China has much to boast about. Its economy became the world's second largest 14 years ago, and is now four times larger than that of its nearest rivals, Germany, Japan and India. It aims to send astronauts on the Moon before the end of the decade, has its own space station and three aircraft carriers. Its brands, such as the world's leading electric vehicle manufacturer BYD, sponsor events such as the Euro football championships and the Olympic Games. By 2023, the People's Republic had installed more solar panels than the whole of the United States combined, and has more high-speed rail lines than the rest of the world.
How, then, to explain the debate that has emerged on social media since the autumn of 2023, around the notion of "wasted time," a reference to the final minutes of a basketball game – very popular in China – where the score difference is so great that the athletes no longer find the point of engaging.
Although the country has not sunk into a serious crisis, many citizens are gripped by a form of pessimism, believing that the years of prosperity are behind them. Some wonder whether the era of reform and openness is over. A quarterly survey of household morale conducted by China's central bank among 20,000 people in 50 cities showed in the first quarter that 46% of Chinese consider the job market situation "difficult," 43% consider it "average" and 10% "good"; 69.6% feel their income is staying the same, 17.3% see it falling and only 13.2% think it's rising.
The property market, where the Chinese have invested most of their savings, has been in decline for over three years. The space for civil society, the room for debate for intellectuals, artists, religious or sexual minorities has continued to shrink, and no political change is on the horizon since Xi Jinping abolished the two-term presidential limit in March 2018. "China's reform movement urgently needs a new breakthrough," was the bold headline of an editorial in the respected magazine Caixin in November 2023.

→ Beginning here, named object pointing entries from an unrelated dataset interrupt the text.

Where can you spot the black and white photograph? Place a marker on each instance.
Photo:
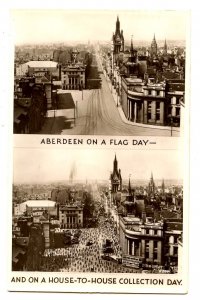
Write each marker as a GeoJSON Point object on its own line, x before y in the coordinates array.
{"type": "Point", "coordinates": [97, 168]}
{"type": "Point", "coordinates": [99, 72]}
{"type": "Point", "coordinates": [97, 211]}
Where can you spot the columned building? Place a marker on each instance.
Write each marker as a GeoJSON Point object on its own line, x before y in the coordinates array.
{"type": "Point", "coordinates": [154, 48]}
{"type": "Point", "coordinates": [117, 43]}
{"type": "Point", "coordinates": [141, 240]}
{"type": "Point", "coordinates": [116, 182]}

That's why all eyes are on the meeting of the Chinese Communist Party (CCP), which takes place from Monday, July 15, to Thursday, July 18, in Beijing. It is customary for seven "plenums" of the 205 full members and 171 alternate members of the CCP Central Committee to be held in the five years following a congress, the third of which is devoted to the broad economic and social guidelines for the future. It was on this occasion, in 1978, that Deng Xiaoping endorsed the policy of openness and reform.